AI Governance in True Form
Herein lies an important lesson that AI and the tech industry repeatedly ignore. Knowledge systems are not content or data. They are relations. Ecological knowledge is not a database of plant names, animal behaviours, and seasonal observations waiting to be digitised. It is inseparable from land, language, ritual, labour, kinship, memory, and collective use. Knowledge of water, sanitation, labour, urban survival, law, and state violence is knowledge formed through generational struggle. To extract these knowledge systems as data while undermining the communities and ecologies that produce them is an elite capture.
It is no surprise, therefore, that the usual language of AI ethics (bias, transparency, inclusion, privacy, accountability) is too small for this landscape. These matter. But in India, it demands speaking of land titles, water allocation, coal dependence, caste-marked labour, environmental clearances, platform takedowns, and the right to refuse.

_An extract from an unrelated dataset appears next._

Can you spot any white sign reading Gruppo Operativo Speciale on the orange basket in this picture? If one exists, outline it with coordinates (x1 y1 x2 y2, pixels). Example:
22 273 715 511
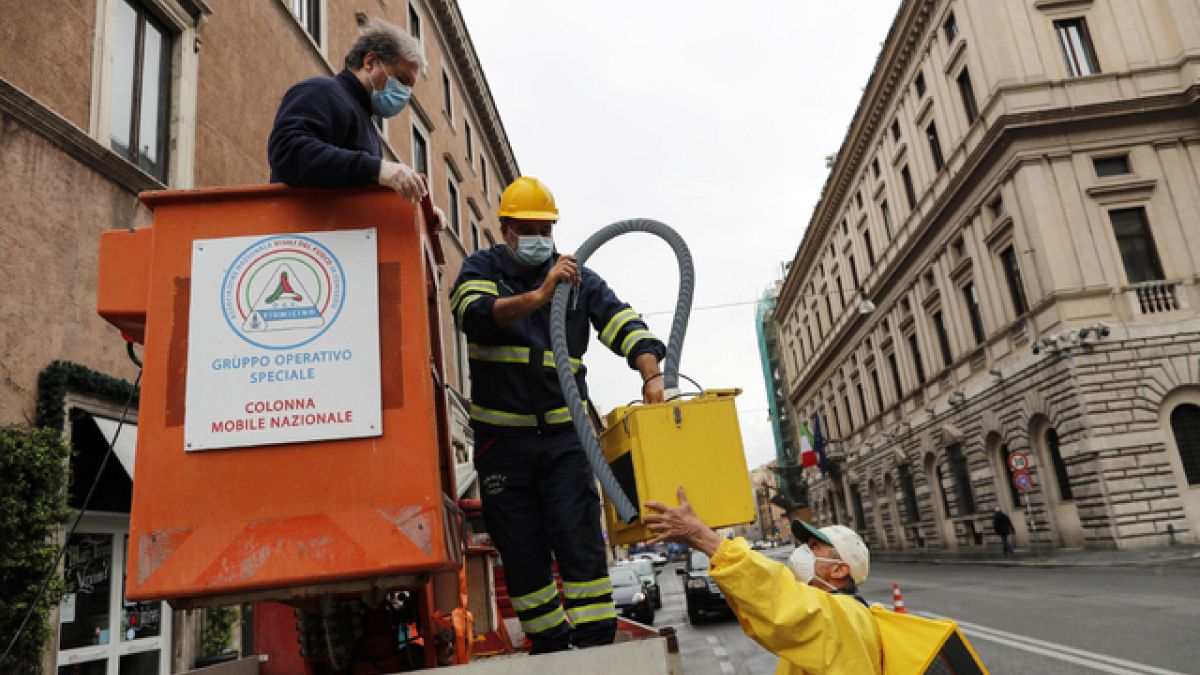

The language of participation does not answer this. Participation asks: Are marginalized people present in the digital economy? Anti-caste politics has taught us to go deeper: under what terms are they present? Who called them in? What can they refuse? What do they own? What happens to their land? Who controls the data? What is the wage? Is there a contract? What is the environmental cost? What is the exit route? Who audits the system? Who benefits when their knowledge is converted into machine intelligence?
At the end of Humans in the Loop, what lingers isn’t the novelty of AI but the oldness of the bargain being offered. Enter the system and trust that participation will eventually become power. But the history of caste teaches us to distrust invitations that do not alter ownership; the history of “development” warns against promises that begin with land and end with displacement.
The film’s techno-optimism is therefore not crude. It is tender, careful, and politically aware. That is what makes it powerful and successful; it belongs to a cultural moment that prefers reform to rupture. It wants AI to be saved from its own violence by the ethical presence of those it marginalizes, presenting her as a corrective witness and teacher. What it cannot fully confront is that the system does not want her knowledge in order to honor it in the slightest.
This is the core of my argument: AI “governance” in India is already being produced from the grassroots up and demands attention from the top. It is present in mass protest, litigation, documentation, local testimony, and ongoing environmental struggles. The problem is that these forms of AI governance are rarely recognized as such because they do not speak in the language of innovation policy. Yet, they offer the only real glimmer of hope in India’s AI future because they return it to the questions it tries to outrun. Who owns the land? Who controls the water? Who is paid for the invisible labor? Through these demands, the fight against the rise of AI becomes a fight for life itself.